On my side, I managed to shoot my images on time – it was the processing that slowed me down. I have a lovely Pentax 67 – a medium-format camera that looks like a regular SLR on steroids. I took it with me along with five rolls of ancient and expired 220 slide film when I went to Yellowstone back in June. Shot some 60 images with it and came back just days before it was due to find out that no one locally could process the film in less than 10-15 days. “Ummm Stacy – I’m gonna be late with this one,” were the first words I told Ms. Hanna after I got that news. “Good,” she said. “Good.” (but more on that in a moment). Much to my wife’s consternation I have a large box in the fridge full of rolls of film. When I shot for my previous employer in Peoria, they decided to part with their remaining stock of 120/220 film, having also been digital for years. I ended up with some of it as it was simply heading for the trash. It’s all at least 5-6 years old at this time and there’s nothing like the look of expired film – you just never know exactly what you will get – and that’s definitely part of the fun of things. So I often walked up to sites in Yellowstone with two cameras over my shoulders – and these bison – seen along the route from Canyon to Lake Valley in lovely Hayden Valley – were my chosen victims. I shot this on a lovely day, with a 3-stop grad ND filter darkening the sky somewhat, while these guys ate along the side of the road. Finding bison in Yellowstone has to be one of the easiest things to do. Photographing them just so however takes a little more work. In the end, I got the positives back and got them scanned about two weeks after the deadline – but I had it easy compared to Stacy.

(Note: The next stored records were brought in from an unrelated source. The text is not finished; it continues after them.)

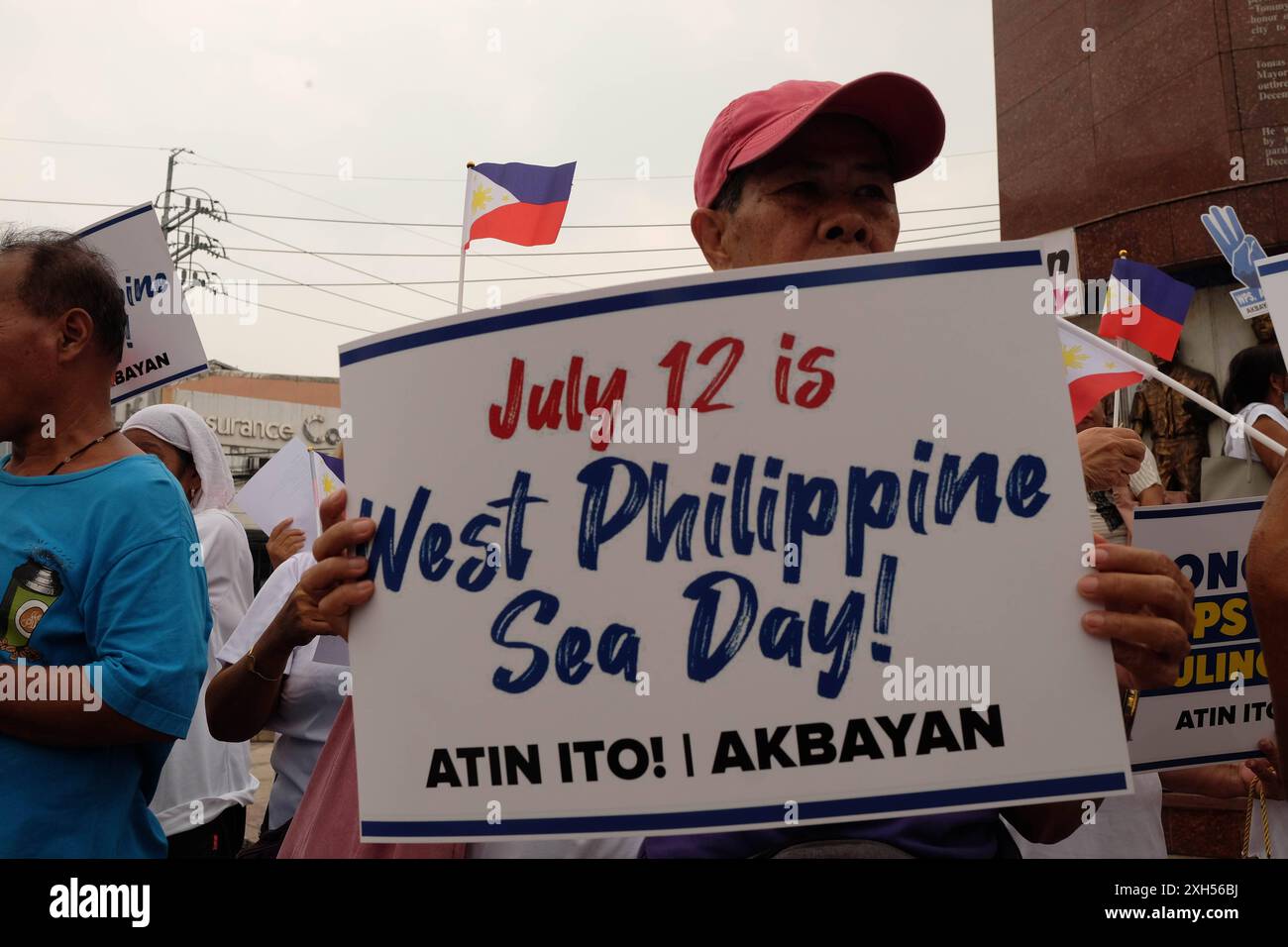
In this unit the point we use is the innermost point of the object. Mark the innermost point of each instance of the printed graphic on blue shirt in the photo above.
(33, 589)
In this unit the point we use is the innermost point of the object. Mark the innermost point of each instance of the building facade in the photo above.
(1126, 120)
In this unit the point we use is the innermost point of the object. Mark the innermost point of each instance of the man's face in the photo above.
(824, 192)
(29, 347)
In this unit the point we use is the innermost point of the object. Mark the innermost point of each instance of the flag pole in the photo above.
(1150, 371)
(465, 223)
(1119, 392)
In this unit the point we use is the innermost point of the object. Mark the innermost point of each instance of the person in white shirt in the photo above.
(206, 785)
(1254, 394)
(270, 681)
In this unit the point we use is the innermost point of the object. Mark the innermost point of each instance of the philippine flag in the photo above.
(1091, 372)
(1146, 307)
(519, 204)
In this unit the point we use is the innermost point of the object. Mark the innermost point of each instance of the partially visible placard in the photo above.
(161, 343)
(1220, 705)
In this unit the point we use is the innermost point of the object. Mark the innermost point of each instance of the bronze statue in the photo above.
(1263, 329)
(1179, 425)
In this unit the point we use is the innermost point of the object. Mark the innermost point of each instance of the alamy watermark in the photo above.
(648, 425)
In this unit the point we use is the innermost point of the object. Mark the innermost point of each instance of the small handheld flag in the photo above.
(1146, 307)
(515, 202)
(1091, 372)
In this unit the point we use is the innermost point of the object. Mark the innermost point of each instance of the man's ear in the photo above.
(75, 334)
(708, 230)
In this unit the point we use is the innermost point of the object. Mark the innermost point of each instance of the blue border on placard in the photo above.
(1196, 761)
(746, 815)
(1172, 513)
(114, 221)
(149, 386)
(691, 294)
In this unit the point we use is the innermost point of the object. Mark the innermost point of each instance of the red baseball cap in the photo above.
(752, 125)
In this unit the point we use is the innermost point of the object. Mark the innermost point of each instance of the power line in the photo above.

Stacy shot her roll of 35mm film a few months ago and then she went a route for processing that we were both curious about – she used Mpix’s lab to do the chore. And almost her entire roll of film was unusable. We believe the camera she was using had a light leak which destroyed almost her entire roll. So she trucked back out sometime later with a different camera (a Minolta QTsi – old school) and just got it done – shooting a nice roll of images on Kodak Ektar 100 at Jubilee College State Park. The entire story is over on her blog – so check it out to see how much pain this really caused her.

And as I said – this draws PDT to a close. We had a blast shooting 29 projects in about 48 weeks. But even more fun was involving other people in the project. We created a group on flickr for PDT – and a total of 25 other folks participated to some extent – creating their own images right along side ours during each project. A total of 167 images ended up in the pool. Some played along more than other (and kudos to Maria Boy who did almost every single project right along with us – and I suspect will do them all before she gives up) but we really did appreciate every image submitted.

And believe it or not, Stacy and I have some future ideas on PDT – so after we decide how committed we are (our should be) – we’ll be back with some more news. Until then – we’ll keep shooting and we’ll urge you to keep shooting too. Good luck in 2011!